Re: [NTG-context] Arabic-utf-8 (plus a sample)

5 Jun 2004

      On Sat, 05 Jun 2004 22:41:39 +0200, Thomas A. Schmitz 
 wrote:
...
Idris,
I know a bit of perl and would love to help. However, I fear that
sending us your stuff via mail will be a bit difficult because the utf-8
chracters get transformed into gibberish.
Thnx 4 such a speedy reply! I don't think you are getting gibberish 
though; you should be getting the extended ascii representation. So the 
letter alif (hex 0627) should look like this:

Ø§

Do you get a forward-slashed circle and a section symbol? If so, that's 
the ascii representation I'm trying to convert to the letter `A'.

Here are the codes you want:

Ø§ [0627] => A

Ø¨ [0628] => b

Ø¬ [062C] => j

Ø¯ [062F] => d

Ù‡ [0647] => h

Ùˆ [0648] => w

Ø² [0632] => z

Let me explain my situation more clearly:-)
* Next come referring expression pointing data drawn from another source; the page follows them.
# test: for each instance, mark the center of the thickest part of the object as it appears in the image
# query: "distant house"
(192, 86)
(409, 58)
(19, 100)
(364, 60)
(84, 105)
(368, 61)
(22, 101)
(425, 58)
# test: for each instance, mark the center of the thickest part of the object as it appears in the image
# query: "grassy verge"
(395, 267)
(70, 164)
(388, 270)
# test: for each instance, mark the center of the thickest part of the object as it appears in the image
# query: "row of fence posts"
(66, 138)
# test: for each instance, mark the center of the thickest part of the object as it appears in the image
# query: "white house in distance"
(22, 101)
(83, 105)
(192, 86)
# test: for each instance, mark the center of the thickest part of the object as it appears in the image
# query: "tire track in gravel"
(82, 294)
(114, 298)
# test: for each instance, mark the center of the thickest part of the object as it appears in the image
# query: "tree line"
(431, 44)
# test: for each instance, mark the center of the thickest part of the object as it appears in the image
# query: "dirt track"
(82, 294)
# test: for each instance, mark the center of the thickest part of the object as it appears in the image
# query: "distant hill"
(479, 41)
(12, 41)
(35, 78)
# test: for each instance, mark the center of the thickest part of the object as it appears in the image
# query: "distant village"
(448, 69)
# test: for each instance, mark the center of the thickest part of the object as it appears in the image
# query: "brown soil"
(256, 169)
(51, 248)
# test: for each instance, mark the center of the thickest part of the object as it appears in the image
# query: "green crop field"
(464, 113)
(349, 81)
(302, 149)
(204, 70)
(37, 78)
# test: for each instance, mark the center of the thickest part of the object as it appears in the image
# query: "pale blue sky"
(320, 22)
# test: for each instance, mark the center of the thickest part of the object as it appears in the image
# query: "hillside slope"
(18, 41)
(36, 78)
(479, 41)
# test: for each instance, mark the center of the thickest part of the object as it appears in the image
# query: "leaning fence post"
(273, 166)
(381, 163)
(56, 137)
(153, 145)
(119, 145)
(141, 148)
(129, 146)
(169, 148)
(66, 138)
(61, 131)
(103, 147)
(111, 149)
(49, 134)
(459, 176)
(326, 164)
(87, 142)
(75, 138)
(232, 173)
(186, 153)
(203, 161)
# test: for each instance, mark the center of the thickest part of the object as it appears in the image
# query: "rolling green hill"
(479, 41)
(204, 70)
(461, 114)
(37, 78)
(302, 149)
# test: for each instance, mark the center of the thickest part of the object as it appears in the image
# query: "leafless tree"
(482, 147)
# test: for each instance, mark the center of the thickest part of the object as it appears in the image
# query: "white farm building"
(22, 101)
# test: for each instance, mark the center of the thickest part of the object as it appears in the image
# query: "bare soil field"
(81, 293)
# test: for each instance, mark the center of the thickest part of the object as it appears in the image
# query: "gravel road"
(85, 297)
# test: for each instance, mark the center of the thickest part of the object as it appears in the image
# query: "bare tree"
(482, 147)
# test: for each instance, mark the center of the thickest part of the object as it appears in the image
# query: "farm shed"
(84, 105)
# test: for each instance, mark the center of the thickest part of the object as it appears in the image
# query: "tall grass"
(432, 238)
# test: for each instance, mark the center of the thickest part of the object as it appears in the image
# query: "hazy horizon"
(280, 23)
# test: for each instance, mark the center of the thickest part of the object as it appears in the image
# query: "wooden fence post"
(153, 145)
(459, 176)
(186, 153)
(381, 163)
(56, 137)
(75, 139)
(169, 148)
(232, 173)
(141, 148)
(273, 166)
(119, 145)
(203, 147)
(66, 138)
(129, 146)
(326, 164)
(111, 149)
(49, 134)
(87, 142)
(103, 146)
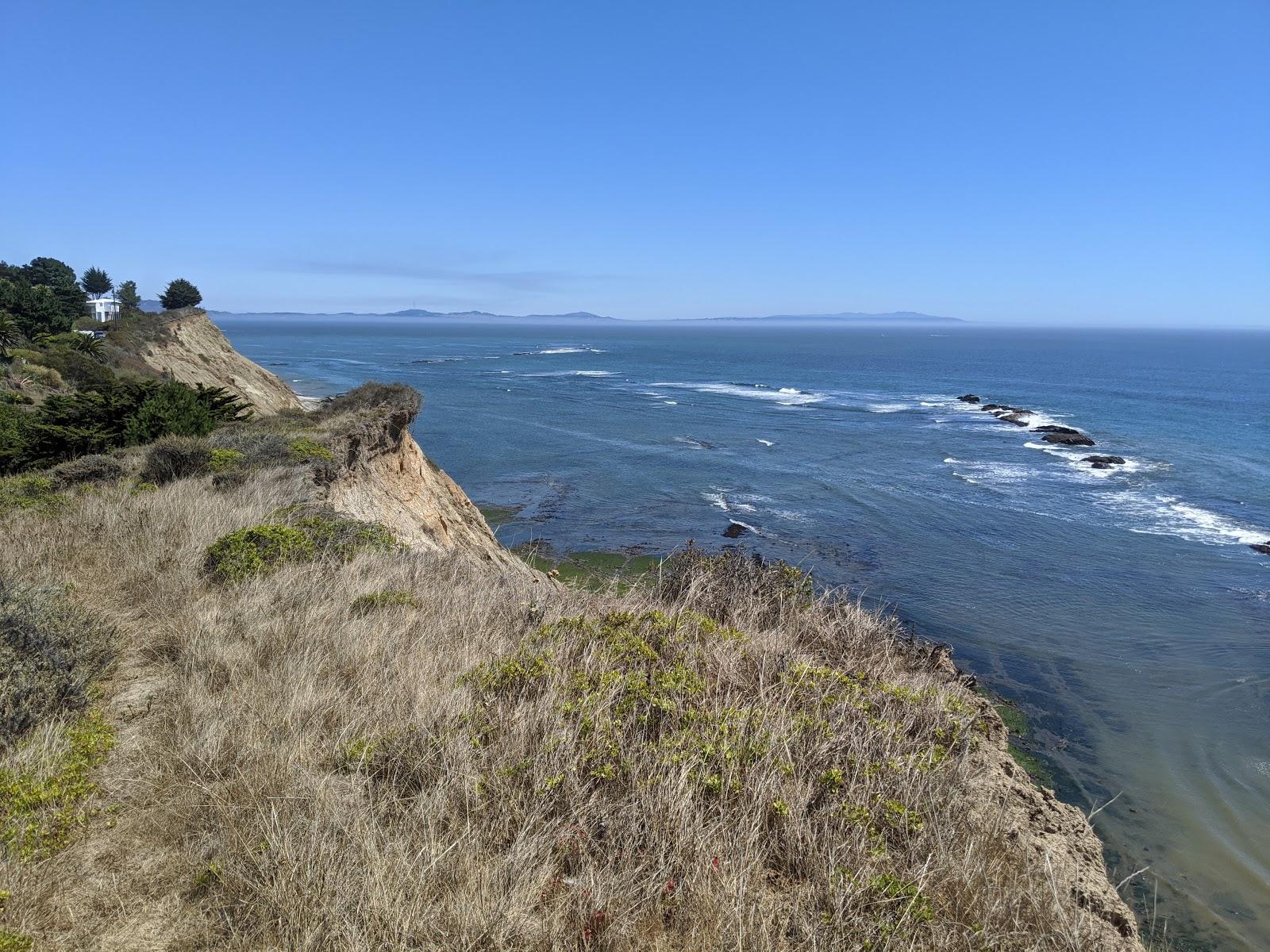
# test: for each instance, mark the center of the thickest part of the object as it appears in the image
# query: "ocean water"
(1123, 608)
I have a unicode editor, Unitype Global Writer. I save a unicode document 
as a utf *.txt file. When I open that saved file in my TeX editor 
(WinEdt), it comes out as extended ascii (that's the "gibberish"). So what 
I wanted to do was convert the ascii "gibberish" to my Latin 
transcription. It seems that what you are suggesting is to use the hex 
representation and convert the unicode txt file into a Latin transcription 
file directly and bypass the gibberish.

On your perl file, can you give me an example of how to use it? I tried 
(in windows, with name
utf2tex.pl and unicode text in unicode-utf.txt) and get

=========================
...
perl utf2tex.pl unicode-utf.txt
Unknown discipline class ':utf8' at C:/Perl/lib/open.pm line 18.
BEGIN failed--compilation aborted at utf2tex.pl line 4.
=========================
from your script I tried, e.g.

============================
$_ =~
s/\x{0627}/\x{0041}/esg;
# from alif to `A'
============================

Your guidance will be greatly appreciated!

Thnx a million!
Idris

-- 
Professor Idris Samawi Hamid
Department of Philosophy
Colorado State University
Fort Collins, CO 80523